Her lips mumble something incomprehendable, and then that's all he gets before she shuts her eyes, her body turning into him as her hand drops to the floor.

And he doesn't panic, doesn't cry, doesn't shout, just heaves himself over the toilet bowl, because this finally confirms that Blair had never had any self-control.

X

"Don't." She croaks as he reaches for the phone. Her eyes are still shut and her skin is still cold, but she moves, ever-so-lightly, ever-so-slightly against him, her knees close to her chest as he lets out the shaky breath he's been holding.

"You need help Blair." He says softly, not patronizingly, but it's unwanted all the same.

"No." Her fingers tremble as she tries to grab his shirt. "I'm fine."

"You don't look fine."

I don't want anybody to know...about this."

"Why'd you do it here?" Chuck asks, but when she doesn't give an answer, he doesn't press her.

He knows why.

"Can you just..." She opens her eyes finally, after what seems like a lifetime, and her hands fumble against his knees. "...Move me."

She seems so tired and broken that he does as she asks without question, closing his eyes as she lays limply in his arms, clinging to his shirt as though it's her lifeline.

Blair Waldorf is the best and the worst thing to ever happen to him.
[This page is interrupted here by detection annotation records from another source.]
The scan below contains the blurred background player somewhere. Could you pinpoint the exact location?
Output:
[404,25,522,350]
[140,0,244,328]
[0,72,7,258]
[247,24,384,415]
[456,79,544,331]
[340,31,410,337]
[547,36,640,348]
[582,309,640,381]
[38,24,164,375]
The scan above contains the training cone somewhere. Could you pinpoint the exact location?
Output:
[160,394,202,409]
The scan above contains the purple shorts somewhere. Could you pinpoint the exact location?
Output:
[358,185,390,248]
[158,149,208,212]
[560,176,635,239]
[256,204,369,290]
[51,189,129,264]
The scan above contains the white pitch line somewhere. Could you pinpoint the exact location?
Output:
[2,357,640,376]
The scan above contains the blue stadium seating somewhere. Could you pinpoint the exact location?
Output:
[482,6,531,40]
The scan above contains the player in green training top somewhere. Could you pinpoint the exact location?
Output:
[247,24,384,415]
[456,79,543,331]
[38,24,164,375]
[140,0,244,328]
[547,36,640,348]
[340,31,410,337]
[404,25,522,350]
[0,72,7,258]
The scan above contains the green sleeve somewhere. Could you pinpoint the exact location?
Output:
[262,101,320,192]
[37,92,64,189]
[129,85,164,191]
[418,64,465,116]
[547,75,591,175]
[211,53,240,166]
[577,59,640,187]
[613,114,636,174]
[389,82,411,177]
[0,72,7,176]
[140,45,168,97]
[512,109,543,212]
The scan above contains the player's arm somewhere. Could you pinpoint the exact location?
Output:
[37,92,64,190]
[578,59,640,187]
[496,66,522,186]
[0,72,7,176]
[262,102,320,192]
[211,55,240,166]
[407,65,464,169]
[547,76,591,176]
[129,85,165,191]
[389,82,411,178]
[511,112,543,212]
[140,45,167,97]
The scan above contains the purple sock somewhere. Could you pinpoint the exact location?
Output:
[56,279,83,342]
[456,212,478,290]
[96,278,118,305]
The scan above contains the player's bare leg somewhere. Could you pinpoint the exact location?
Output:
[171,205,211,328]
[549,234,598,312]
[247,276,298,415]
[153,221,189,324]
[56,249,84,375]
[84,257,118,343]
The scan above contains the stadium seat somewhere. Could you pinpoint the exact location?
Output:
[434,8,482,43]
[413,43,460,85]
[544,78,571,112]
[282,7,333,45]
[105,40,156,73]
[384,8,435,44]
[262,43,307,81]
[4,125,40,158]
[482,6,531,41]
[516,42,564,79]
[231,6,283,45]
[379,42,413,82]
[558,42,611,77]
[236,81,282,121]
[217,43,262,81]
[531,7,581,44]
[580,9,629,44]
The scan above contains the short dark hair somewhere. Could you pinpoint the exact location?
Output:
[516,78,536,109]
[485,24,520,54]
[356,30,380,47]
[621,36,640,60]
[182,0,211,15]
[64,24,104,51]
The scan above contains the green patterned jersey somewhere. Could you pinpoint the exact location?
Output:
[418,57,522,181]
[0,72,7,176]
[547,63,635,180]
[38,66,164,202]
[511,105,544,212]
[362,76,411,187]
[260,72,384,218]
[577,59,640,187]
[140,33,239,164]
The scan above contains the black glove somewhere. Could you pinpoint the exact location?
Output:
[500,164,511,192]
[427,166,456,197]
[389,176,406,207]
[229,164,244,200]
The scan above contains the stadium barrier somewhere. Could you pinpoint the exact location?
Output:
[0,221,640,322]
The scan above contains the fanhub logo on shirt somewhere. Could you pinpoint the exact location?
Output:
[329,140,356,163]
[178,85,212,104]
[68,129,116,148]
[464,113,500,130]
And if she'll be the death of herself, she'll be the death of him too.

X

Nobody comes to look for him, nobody calls, the maids don't knock and enter, and he's glad of the peace. He doesn't want to share the girl lying motionless in the exquisite bed linen, never had, never will.



He watches her chest, not in the way he usually would, but to make sure that it's still rising and falling in a regular pattern. And as she sleeps, Chuck kisses his way along the bandages he'd tied after he'd laid her down, breathing his relief into her wrists as though it might breathe life into her.

God knows she's needed some.

His eyes flick to the gun, and then his hands feel for the pen knife in his pocket, silently agreeing that he'll only use it if Blair doesn't open her eyes again.

And he'll carve her name in the bullet, so everyone knows she was the last thing that went through his mind.

"Chuck." She whimpers, letting tears fall down her cheeks as he plants the softest of kisses on her forehead.

"I'm here."

"Promise." She says, and for a moment, he's not sure whether it's a question or a demand. "Promise me you'll stay."

He doesn't have the heart to tell her he's supposed to be having dinner with his 'family'. But he doesn't have the desire to eat dinner with his 'family' either.

"I promise I'll stay."

"And you'll talk to me?"

"If you promise not to do this again. Ever."

She nods against the pillow, slowly, cautiously as she attempts to shuffle closer, not getting far until he shifts his body and pulls her gently towards him.

1812 has yet another secret.

And Blair smiles the tiniest of smiles, because she knows it won't tell.

Blair Waldorf is in love with Chuck Bass. Shhhh.